僕の実家の自室にある様々な物を展示会場内に持ち込み、鑑賞者はその空間を懐中電灯を照らしながら鑑賞します。有る特定のオブジェクトを照らすと、そのオブジェクトにまつわる僕の思い出が、様々な人の声を借りて聞こえてきます。個人でしかわかりえない頭の中の記憶を探したり、大事にとっておいたり、はたまた見つけたりするような感覚と、私的な個人の部屋の部屋を散策するような感覚や探しものをする感覚と結びつけて提示しようと試みた作品です。

審査員コメント

  • 作者の実家の自室にある、様々な物と、それにまつわるエピソードからなる作品で、僕自身も実家を素材に作品を作ったりもしているから、この実家の情報過多な感じはなんとなく共感できる。ある場所に住み続けると、捨てられない物がその記憶と共に堆積していく。そこに物があることで、些細な記憶でも物を通じて思い出してしまう。それがたとえ思い出したくないような、嫌な記憶でも。
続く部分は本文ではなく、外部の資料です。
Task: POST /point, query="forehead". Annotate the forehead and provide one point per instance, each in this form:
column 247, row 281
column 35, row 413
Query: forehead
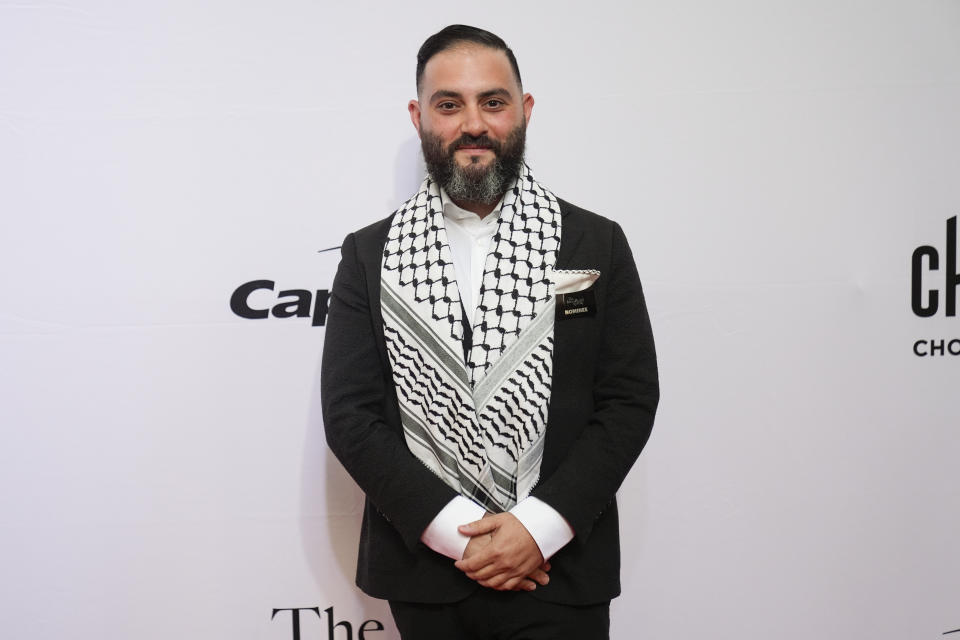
column 468, row 69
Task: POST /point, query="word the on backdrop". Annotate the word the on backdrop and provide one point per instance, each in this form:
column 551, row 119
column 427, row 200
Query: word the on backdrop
column 347, row 629
column 290, row 303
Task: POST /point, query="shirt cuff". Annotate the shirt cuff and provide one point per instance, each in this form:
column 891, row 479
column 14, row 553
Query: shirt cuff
column 441, row 534
column 549, row 529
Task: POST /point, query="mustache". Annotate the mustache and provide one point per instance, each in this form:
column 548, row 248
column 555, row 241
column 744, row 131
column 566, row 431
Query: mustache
column 467, row 140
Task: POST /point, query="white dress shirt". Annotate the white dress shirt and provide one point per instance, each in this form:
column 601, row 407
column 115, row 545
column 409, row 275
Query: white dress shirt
column 469, row 237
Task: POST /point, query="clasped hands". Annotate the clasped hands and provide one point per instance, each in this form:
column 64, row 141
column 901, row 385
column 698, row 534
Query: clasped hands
column 502, row 554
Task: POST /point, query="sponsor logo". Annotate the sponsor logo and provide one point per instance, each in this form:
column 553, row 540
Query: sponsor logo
column 364, row 630
column 251, row 301
column 934, row 284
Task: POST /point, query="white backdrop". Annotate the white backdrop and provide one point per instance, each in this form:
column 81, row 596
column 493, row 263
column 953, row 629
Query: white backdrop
column 163, row 472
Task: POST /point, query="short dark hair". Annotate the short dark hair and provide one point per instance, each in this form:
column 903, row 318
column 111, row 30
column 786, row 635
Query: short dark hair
column 455, row 34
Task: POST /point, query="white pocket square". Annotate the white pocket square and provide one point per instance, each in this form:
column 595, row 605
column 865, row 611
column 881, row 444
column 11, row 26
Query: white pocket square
column 572, row 280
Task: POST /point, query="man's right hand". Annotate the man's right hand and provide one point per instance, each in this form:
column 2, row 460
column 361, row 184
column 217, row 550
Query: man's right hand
column 537, row 576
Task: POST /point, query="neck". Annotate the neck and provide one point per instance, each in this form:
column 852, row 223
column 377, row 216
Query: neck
column 481, row 209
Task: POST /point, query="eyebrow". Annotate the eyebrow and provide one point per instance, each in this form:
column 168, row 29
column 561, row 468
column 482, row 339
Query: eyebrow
column 483, row 95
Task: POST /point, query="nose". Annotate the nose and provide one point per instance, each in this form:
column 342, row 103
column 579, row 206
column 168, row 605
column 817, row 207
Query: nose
column 473, row 123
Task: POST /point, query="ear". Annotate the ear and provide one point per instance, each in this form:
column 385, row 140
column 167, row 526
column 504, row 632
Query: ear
column 414, row 108
column 527, row 106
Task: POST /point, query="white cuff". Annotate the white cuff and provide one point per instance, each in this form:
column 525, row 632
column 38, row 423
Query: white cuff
column 549, row 529
column 441, row 534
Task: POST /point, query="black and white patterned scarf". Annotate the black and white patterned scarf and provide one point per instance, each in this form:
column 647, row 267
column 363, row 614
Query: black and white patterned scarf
column 480, row 424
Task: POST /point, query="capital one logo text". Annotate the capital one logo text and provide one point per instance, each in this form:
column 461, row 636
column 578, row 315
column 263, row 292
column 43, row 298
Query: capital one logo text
column 934, row 282
column 290, row 303
column 927, row 287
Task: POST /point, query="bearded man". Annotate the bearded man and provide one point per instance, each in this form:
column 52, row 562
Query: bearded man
column 489, row 375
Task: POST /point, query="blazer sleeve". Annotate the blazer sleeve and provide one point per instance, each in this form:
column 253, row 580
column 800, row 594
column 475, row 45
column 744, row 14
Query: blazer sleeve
column 356, row 394
column 625, row 396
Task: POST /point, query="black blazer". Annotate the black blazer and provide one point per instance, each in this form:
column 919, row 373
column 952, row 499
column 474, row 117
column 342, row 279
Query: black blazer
column 604, row 397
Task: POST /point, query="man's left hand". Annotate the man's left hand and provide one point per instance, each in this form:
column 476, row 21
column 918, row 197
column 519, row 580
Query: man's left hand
column 508, row 559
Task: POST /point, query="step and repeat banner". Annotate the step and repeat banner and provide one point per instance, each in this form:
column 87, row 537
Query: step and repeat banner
column 176, row 179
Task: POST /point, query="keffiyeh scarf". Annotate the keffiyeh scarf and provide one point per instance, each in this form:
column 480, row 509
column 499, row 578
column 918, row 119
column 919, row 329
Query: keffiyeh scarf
column 478, row 424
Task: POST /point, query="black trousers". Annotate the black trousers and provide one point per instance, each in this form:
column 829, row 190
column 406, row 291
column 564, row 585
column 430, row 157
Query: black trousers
column 501, row 615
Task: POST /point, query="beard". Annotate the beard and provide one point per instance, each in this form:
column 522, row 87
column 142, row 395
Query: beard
column 475, row 182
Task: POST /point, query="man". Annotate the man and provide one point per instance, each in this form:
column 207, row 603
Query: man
column 489, row 375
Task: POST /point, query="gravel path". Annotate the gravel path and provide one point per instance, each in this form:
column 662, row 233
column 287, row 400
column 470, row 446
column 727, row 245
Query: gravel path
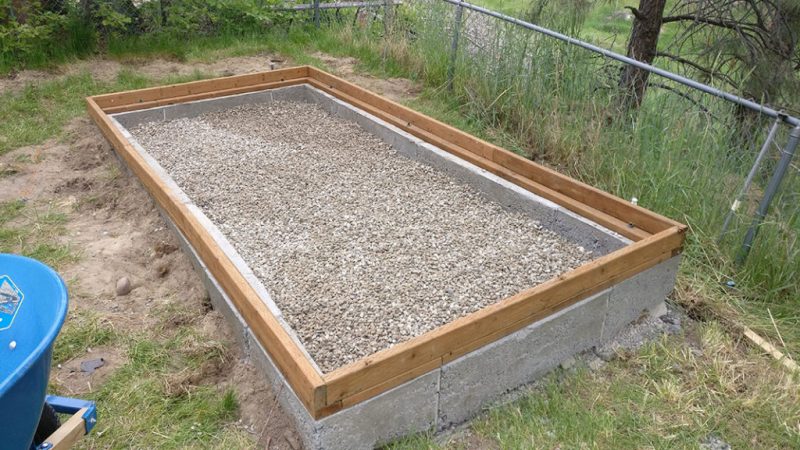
column 360, row 247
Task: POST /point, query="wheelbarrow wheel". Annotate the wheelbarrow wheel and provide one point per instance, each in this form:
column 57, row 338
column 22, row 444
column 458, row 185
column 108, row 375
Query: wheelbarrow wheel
column 48, row 424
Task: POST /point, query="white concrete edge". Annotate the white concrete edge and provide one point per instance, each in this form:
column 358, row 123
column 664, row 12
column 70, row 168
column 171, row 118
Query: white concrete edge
column 220, row 239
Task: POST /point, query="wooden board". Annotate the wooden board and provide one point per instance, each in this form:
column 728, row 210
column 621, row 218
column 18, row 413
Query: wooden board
column 655, row 237
column 500, row 319
column 302, row 376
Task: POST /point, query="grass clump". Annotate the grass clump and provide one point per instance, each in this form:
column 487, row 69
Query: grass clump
column 34, row 232
column 83, row 330
column 161, row 396
column 672, row 394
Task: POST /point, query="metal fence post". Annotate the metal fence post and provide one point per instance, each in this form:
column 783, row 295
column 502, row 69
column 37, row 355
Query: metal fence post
column 749, row 180
column 388, row 16
column 769, row 194
column 451, row 69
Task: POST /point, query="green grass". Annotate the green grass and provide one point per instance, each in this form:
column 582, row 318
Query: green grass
column 34, row 231
column 674, row 159
column 671, row 394
column 82, row 331
column 157, row 400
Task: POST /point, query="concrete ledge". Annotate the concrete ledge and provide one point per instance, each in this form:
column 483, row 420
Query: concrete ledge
column 461, row 388
column 641, row 294
column 481, row 377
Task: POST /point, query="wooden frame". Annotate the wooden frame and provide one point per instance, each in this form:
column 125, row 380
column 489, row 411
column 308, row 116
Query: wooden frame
column 655, row 239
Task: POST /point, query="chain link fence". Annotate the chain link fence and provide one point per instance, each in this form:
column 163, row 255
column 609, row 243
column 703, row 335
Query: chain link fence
column 683, row 153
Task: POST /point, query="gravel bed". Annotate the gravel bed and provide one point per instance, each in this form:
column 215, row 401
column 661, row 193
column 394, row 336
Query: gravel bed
column 360, row 247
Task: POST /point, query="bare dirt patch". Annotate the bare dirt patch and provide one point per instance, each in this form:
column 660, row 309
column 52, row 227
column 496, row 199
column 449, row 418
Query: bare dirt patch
column 107, row 70
column 397, row 89
column 115, row 230
column 360, row 247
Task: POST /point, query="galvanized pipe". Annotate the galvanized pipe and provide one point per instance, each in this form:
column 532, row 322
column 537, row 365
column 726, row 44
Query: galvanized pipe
column 749, row 180
column 451, row 69
column 794, row 121
column 769, row 194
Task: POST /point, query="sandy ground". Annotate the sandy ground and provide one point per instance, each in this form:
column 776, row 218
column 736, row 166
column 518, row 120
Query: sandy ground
column 116, row 230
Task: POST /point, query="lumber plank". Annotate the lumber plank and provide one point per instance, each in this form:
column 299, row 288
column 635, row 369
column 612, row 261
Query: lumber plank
column 204, row 95
column 69, row 432
column 607, row 203
column 304, row 379
column 500, row 318
column 197, row 87
column 770, row 349
column 604, row 219
column 545, row 312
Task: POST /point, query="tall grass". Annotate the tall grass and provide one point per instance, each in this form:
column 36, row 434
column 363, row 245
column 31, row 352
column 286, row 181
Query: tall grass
column 679, row 157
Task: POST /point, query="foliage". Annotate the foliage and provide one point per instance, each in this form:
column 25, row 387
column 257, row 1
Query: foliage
column 39, row 34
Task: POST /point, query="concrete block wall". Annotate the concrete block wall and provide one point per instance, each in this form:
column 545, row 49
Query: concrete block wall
column 462, row 388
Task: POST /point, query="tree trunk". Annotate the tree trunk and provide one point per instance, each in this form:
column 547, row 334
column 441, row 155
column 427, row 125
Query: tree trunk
column 642, row 46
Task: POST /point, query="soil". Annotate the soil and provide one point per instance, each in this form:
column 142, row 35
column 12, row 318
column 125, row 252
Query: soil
column 106, row 70
column 115, row 229
column 397, row 89
column 360, row 247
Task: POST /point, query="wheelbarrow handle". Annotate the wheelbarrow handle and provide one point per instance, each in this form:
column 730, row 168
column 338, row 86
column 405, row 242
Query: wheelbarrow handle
column 84, row 417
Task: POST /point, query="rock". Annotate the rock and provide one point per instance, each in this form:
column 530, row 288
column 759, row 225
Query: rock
column 712, row 442
column 595, row 364
column 606, row 353
column 124, row 286
column 90, row 365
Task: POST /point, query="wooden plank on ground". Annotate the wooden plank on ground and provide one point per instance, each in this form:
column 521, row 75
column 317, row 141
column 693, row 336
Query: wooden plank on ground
column 304, row 379
column 581, row 192
column 606, row 220
column 197, row 87
column 500, row 318
column 204, row 95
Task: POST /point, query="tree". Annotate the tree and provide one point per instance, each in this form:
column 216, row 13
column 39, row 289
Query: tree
column 642, row 46
column 749, row 47
column 746, row 46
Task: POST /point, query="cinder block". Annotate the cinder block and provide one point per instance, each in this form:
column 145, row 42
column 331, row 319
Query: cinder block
column 481, row 377
column 408, row 408
column 136, row 118
column 307, row 427
column 640, row 294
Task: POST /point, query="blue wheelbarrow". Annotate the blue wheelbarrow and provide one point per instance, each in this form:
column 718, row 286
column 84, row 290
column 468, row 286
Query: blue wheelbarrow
column 33, row 305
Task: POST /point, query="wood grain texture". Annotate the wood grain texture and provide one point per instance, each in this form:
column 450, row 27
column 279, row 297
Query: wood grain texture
column 304, row 379
column 500, row 319
column 214, row 85
column 419, row 124
column 656, row 239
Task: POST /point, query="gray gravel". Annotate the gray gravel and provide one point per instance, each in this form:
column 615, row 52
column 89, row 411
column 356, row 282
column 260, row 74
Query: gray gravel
column 360, row 247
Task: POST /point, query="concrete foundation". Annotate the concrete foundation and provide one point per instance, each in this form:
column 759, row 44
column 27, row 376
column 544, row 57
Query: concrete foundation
column 464, row 387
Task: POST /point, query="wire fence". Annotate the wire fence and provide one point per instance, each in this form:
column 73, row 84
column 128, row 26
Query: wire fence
column 529, row 79
column 683, row 153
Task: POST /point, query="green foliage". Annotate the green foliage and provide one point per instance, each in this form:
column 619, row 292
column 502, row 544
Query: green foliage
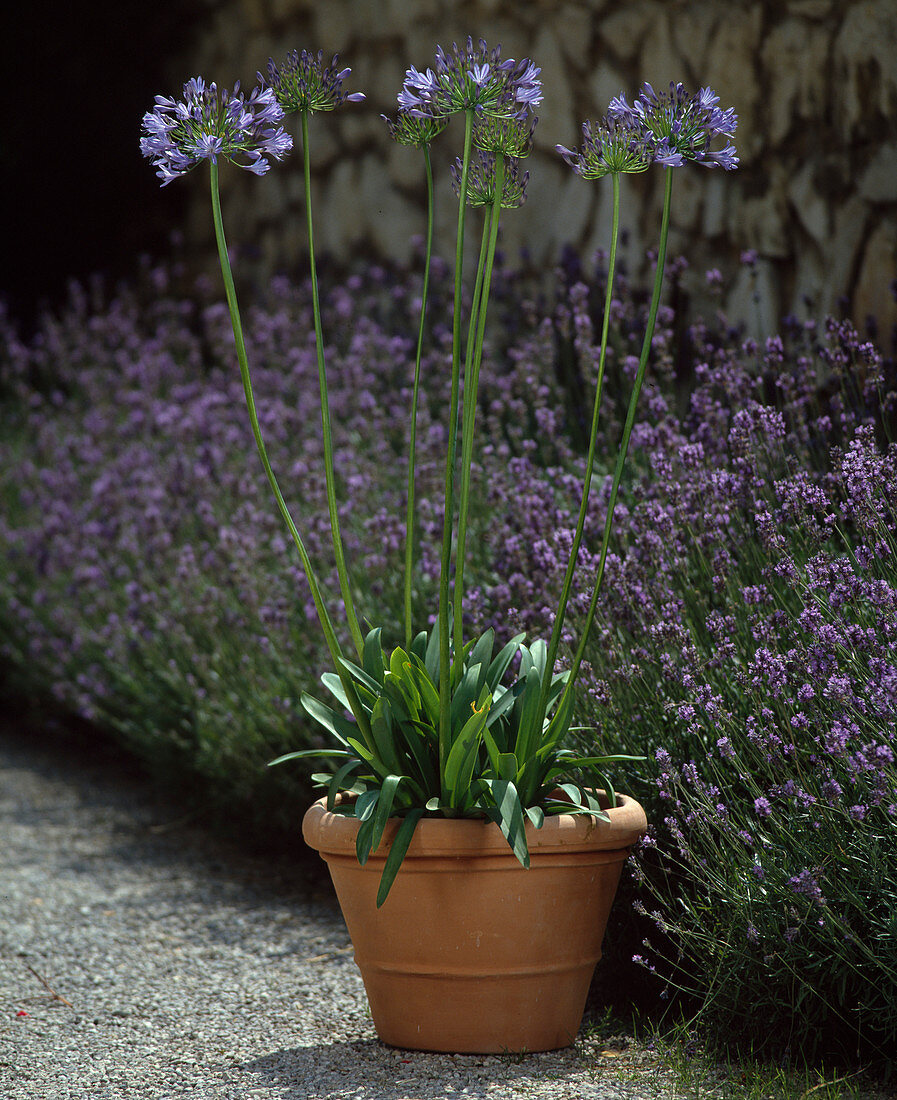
column 503, row 760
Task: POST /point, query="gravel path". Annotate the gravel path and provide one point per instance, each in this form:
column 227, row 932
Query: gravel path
column 141, row 958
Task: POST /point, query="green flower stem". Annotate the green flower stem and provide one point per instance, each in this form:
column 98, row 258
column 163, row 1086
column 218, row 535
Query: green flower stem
column 571, row 564
column 230, row 290
column 624, row 443
column 471, row 385
column 415, row 392
column 345, row 587
column 445, row 645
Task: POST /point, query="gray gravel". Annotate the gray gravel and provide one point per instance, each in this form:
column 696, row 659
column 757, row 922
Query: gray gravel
column 142, row 958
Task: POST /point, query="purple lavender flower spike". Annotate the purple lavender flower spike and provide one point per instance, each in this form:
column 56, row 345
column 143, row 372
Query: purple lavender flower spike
column 303, row 83
column 682, row 125
column 207, row 124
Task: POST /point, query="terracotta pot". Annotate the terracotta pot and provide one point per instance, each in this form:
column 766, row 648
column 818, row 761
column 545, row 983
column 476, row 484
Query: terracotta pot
column 472, row 953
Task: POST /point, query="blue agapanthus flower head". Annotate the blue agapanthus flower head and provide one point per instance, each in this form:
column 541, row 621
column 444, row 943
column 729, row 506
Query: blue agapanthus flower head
column 414, row 130
column 209, row 123
column 682, row 125
column 303, row 83
column 481, row 180
column 472, row 77
column 610, row 146
column 510, row 135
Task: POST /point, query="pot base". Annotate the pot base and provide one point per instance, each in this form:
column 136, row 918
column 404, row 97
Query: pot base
column 471, row 953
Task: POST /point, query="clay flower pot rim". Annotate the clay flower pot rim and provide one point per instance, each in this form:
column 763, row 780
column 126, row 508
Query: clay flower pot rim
column 335, row 833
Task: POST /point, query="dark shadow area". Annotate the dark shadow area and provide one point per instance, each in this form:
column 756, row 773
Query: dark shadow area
column 78, row 197
column 380, row 1073
column 166, row 824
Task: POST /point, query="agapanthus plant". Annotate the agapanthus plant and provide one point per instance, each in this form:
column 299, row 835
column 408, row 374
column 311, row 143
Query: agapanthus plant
column 433, row 727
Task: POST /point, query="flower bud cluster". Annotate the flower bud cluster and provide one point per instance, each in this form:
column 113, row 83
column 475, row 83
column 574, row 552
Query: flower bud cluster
column 481, row 182
column 682, row 125
column 303, row 83
column 471, row 78
column 208, row 123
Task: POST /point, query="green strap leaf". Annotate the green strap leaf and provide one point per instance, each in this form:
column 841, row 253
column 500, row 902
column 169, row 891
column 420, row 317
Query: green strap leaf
column 531, row 724
column 304, row 754
column 334, row 723
column 372, row 656
column 384, row 807
column 397, row 849
column 502, row 662
column 338, row 782
column 507, row 814
column 465, row 750
column 361, row 675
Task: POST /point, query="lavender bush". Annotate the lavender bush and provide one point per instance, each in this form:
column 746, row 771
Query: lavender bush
column 752, row 585
column 433, row 729
column 747, row 640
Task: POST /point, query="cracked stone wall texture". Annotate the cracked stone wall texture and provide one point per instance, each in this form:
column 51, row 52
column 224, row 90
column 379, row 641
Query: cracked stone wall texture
column 813, row 84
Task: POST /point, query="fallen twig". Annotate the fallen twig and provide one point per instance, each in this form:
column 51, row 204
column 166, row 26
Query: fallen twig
column 50, row 989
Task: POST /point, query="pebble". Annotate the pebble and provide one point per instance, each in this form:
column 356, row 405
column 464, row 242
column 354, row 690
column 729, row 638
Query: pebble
column 155, row 964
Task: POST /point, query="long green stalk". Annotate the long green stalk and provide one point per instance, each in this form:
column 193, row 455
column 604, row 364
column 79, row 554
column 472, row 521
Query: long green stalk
column 445, row 642
column 571, row 564
column 320, row 607
column 415, row 392
column 624, row 443
column 474, row 358
column 339, row 557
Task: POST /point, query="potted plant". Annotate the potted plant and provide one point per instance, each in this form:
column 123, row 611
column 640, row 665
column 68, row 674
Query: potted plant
column 474, row 855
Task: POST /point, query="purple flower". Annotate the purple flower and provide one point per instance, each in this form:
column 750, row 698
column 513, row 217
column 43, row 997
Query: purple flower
column 512, row 136
column 481, row 182
column 415, row 130
column 471, row 78
column 611, row 146
column 682, row 125
column 208, row 123
column 303, row 83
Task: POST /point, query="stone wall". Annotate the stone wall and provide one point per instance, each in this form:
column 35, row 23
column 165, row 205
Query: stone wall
column 813, row 84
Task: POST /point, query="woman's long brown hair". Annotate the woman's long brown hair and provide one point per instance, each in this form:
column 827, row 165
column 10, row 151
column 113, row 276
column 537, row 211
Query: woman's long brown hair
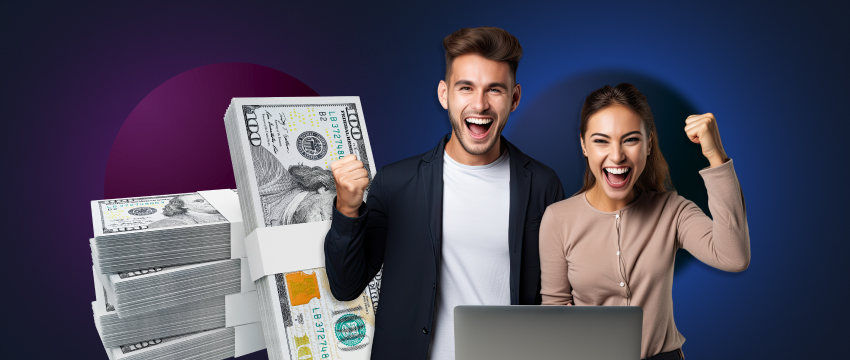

だから、人が記憶するということは、単に脳の中だけで起きているのではなくて、実家のように同じ場所に住み続けたり生活することでもあるのだと思う。(また、記憶することと、物が溜っていく事と老いることは、それぞれ何らかの関係があるのではないか)この作品は、一見懐中電灯の明かりを元に、なにか探し物をするかのように見えるのだけれども、どこか、物に紐付いた過去の記憶にうっとおしく引きずりこまれるような感じがある。人が過去の出来事や思い出を忘れることと、物が無くなってしまうことは異なるロジックで起きる出来事で、その差異が、この記憶の身体に重くへばりつくような、うっとおしさに繋がっているのだと思う。

    谷口 暁彦 作家
  • 昔、日本語の「懐かしい」という言葉の意味を友達に聞いたら、辞書的な説明の代わりに、机の引き出しから小学生の頃に吹いていたリコーダが出てきた瞬間の気持ち…わかるでしょう、と説明されたことがある。ここは、リコーダのような物がたくさん眠っている部屋、そして作者の頭のなかの空間である。眠っている物に「光」を当てると、それらは過去の思い出を物語ってくる。声や音で記憶を再構成する作業は、誰より作者自身にとって意味のある制作過程になっただろう。一方、他人の頭のなかの空間を探検する人は、懐中電灯を使って暗闇に光を当てることで、置かれた物とそこに隠されている記憶を発見する鑑賞行為を楽しむことができる。文脈のわからない他人のおぼろげな記憶の内容よりは、物から想起する体験に対して共感したり、ファミコンのような物に対する記憶を思い出したりすることもあるだろう。技術的な完成度が求められる部分を見る側に意識させないほど器用であり、インタラクティブである必然性を持っている数少ない作品である。たしか、というタイトルのセンスが秀逸だ。